# NAP Quiktune Sizzor rest ??



## jmr57 (Aug 2, 2011)

Does anybody have thoughts or opinions or experience with the NAP Quiktune Sizzor rest ?? I want a drop-away to shoot with FOB's with and I had it narrowed down to a RipCord Red or a QAD UltraRest LD.......now I saw the Sizzor and wonder if I need to consider it as well. Just can't pull the trigger on which one uuugghhh. Help push me over the edge.


----------



## coiloil37 (May 27, 2010)

I had one on a guardian and really liked it. Easy to tune and had zero contact issues. I bought one for my Hoyt and it lasted about a week before the launcher arms wouldn't stay closed. I suppose it's a dud but I can't seem to trust them now so I'm back shooting biscuits.


----------



## jrboy808 (Sep 20, 2007)

I have the sizzor on two of my bows and i love em. Haven't had any problems, set up is fairly easy. It works great with fobs, maximum clearance top and bottom. (But it didnt work on my Mathews Z7xtreme because the roller cable guard bracket is too big and the rest couldnt get high enough for my arrow to be level with the berger hole). So I put on a QAD Ultra rest HDX and it works great. I still would prefer the sizzor rest for fobs though!


----------



## Peetzakilla (Apr 29, 2010)

My uncle bought one, it broke (within a couple months), they fixed it, been fine ever since, about 2 years now. 

I bought one, it broke (within weeks), they have it now, I'm hoping it's fine forever after. If not, it's getting replaced and sold NIB. 

I love the rest, I don't see how people think it's loud and I've got it on a fairly quiet bow (Katera XL). This will be it's last chance though.


----------



## kyfirefighter (Dec 20, 2008)

had one on an AR 31 and it was GREAT with FOBs, will be putting one on my new Bear Strike soon!
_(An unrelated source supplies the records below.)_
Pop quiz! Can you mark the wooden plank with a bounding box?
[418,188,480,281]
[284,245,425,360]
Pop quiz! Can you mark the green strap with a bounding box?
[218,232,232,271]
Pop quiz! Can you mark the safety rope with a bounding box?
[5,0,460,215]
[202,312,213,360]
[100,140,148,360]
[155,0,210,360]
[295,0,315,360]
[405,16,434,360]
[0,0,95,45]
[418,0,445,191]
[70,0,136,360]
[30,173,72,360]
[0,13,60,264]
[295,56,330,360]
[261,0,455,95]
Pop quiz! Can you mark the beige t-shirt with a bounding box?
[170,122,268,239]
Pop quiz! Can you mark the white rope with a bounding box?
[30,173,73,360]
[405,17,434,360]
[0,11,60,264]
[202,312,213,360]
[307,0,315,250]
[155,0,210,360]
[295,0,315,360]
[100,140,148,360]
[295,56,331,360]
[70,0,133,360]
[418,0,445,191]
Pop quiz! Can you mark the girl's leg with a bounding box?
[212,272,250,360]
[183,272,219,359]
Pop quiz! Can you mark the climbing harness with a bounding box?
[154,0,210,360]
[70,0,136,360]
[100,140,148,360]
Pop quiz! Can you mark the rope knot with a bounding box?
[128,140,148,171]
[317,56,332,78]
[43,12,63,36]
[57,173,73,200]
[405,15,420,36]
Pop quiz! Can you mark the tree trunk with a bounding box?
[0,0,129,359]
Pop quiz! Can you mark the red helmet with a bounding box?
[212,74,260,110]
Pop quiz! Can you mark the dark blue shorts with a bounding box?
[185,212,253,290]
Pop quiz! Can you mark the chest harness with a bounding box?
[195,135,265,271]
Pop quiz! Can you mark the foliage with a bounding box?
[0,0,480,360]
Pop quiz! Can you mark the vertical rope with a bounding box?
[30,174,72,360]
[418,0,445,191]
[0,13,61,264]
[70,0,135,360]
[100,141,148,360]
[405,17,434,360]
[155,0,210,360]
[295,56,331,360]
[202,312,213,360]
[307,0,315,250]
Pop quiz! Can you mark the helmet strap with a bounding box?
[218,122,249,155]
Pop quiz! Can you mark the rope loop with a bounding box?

first two shots with the sizzor rest


----------



## jprice03 (Oct 2, 2011)

hello im new but i use a rip cord code red on my d350 works great but im not using fobs how are fobs they look cool do they work well with broadheads ?


----------



## Peetzakilla (Apr 29, 2010)

jprice03 said:


> hello im new but i use a rip cord code red on my d350 works great but im not using fobs how are fobs they look cool do they work well with broadheads ?


FOBs work fine. I don't shoot well enough to see any accuracy difference, if there is one. They don't seem better or worse, louder, quieter, faster or slower, than 2" blazers or fusions, though they are certainly easier to replace. I do hear that they lose less speed over distance but that's not really relevant to me so I've never chronied them to see. 

My only issue with FOBs is that I use the fletch touching my lip as part of my anchor, the FOBs screw with that part.


----------



## 220 (Mar 25, 2005)

Had one on my AlphaMax two years ago, have one on my Carbon Element this year. No issues out of either one. Love it for the fact it's full containment, and the whether you draw and let down a dozen times before shooting, the arrow remains in the same place ready for the shot. Obviously, fletching contact is a non-issue with the Sizzor as well.


----------



## Peetzakilla (Apr 29, 2010)

I just sent mine in for repair... took them two weeks to get it back to me after promising one day turn around. 
Deer season wasn't waiting. I have a Trophy Ridge Revolution now and it's great so far. 
I also have a repaired sizzor for the Hoyt Tec Riser for sale. >:-(


----------